The run will start about 9:10 a.m near the Eudora Public Safety Building at 10th and Main streets, Tuttle said. Participants can register for the race from 7:30 to 8:45 a.m. at the same location. The human 5K will precede an actual tortoise race scheduled for 12:30 p.m. at Eighth and Main streets.

Forty to 60 vendor booths will be open from 9 a.m. to 4 p.m. at the festival, Tuttle said. The Gary and Dani Show and Shotgun and Lace will provide live entertainment. Dani Thompkins, who will sing the national anthem at the opening ceremonies, has performed the song before Kansas City Chiefs games, she said.

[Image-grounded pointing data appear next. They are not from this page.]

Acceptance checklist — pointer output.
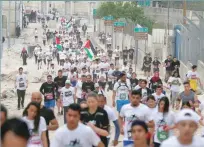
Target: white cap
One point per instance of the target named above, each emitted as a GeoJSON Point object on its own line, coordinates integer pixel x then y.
{"type": "Point", "coordinates": [96, 85]}
{"type": "Point", "coordinates": [187, 114]}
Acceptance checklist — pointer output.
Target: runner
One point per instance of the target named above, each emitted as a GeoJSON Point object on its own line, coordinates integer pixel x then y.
{"type": "Point", "coordinates": [111, 78]}
{"type": "Point", "coordinates": [174, 82]}
{"type": "Point", "coordinates": [193, 77]}
{"type": "Point", "coordinates": [48, 90]}
{"type": "Point", "coordinates": [40, 57]}
{"type": "Point", "coordinates": [140, 135]}
{"type": "Point", "coordinates": [96, 118]}
{"type": "Point", "coordinates": [51, 121]}
{"type": "Point", "coordinates": [168, 65]}
{"type": "Point", "coordinates": [111, 116]}
{"type": "Point", "coordinates": [21, 84]}
{"type": "Point", "coordinates": [14, 133]}
{"type": "Point", "coordinates": [164, 122]}
{"type": "Point", "coordinates": [155, 81]}
{"type": "Point", "coordinates": [121, 92]}
{"type": "Point", "coordinates": [67, 97]}
{"type": "Point", "coordinates": [3, 114]}
{"type": "Point", "coordinates": [187, 123]}
{"type": "Point", "coordinates": [36, 125]}
{"type": "Point", "coordinates": [78, 89]}
{"type": "Point", "coordinates": [75, 133]}
{"type": "Point", "coordinates": [188, 95]}
{"type": "Point", "coordinates": [145, 92]}
{"type": "Point", "coordinates": [60, 81]}
{"type": "Point", "coordinates": [158, 94]}
{"type": "Point", "coordinates": [131, 112]}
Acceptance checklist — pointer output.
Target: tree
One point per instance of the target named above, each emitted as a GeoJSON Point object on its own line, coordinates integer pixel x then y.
{"type": "Point", "coordinates": [126, 10]}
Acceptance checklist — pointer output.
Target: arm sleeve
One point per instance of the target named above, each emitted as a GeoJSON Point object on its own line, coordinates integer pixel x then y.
{"type": "Point", "coordinates": [94, 139]}
{"type": "Point", "coordinates": [42, 89]}
{"type": "Point", "coordinates": [56, 142]}
{"type": "Point", "coordinates": [117, 129]}
{"type": "Point", "coordinates": [105, 122]}
{"type": "Point", "coordinates": [43, 125]}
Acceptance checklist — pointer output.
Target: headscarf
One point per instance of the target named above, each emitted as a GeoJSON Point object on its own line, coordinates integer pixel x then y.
{"type": "Point", "coordinates": [23, 50]}
{"type": "Point", "coordinates": [156, 77]}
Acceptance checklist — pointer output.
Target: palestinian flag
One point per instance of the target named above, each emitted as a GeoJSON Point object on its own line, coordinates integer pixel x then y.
{"type": "Point", "coordinates": [89, 49]}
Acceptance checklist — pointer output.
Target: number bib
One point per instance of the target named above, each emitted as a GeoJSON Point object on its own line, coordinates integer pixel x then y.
{"type": "Point", "coordinates": [123, 96]}
{"type": "Point", "coordinates": [162, 135]}
{"type": "Point", "coordinates": [21, 85]}
{"type": "Point", "coordinates": [49, 96]}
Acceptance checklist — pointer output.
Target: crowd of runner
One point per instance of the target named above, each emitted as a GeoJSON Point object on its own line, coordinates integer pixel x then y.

Returning to the festival this year will be the car, truck and motorcycle show in the 700 block of Main Street, the tractor show at Ninth and Main streets, Lions Club kids games in CPA Park and the Kids Path to Pizza at the Eudora Fire Department, 10th and Main streets. All those activities start at 9 a.m.

A couple of longtime festival features will be absent this year. Tuttle said the talent show has been discontinued because of waning interest, and the pedal-tractor pull has also been canceled this year.


The Baldwin City Chamber of Commerce will have its monthly meeting from noon to 1 p.m. Wednesday at the Lumberyard Arts Center, 718 High St. The speakers will be local winery owners Tom Holland, of Haven Pointe Winery and Vineyard, and Doug Flitton, of the Vines Vineyard and Winery.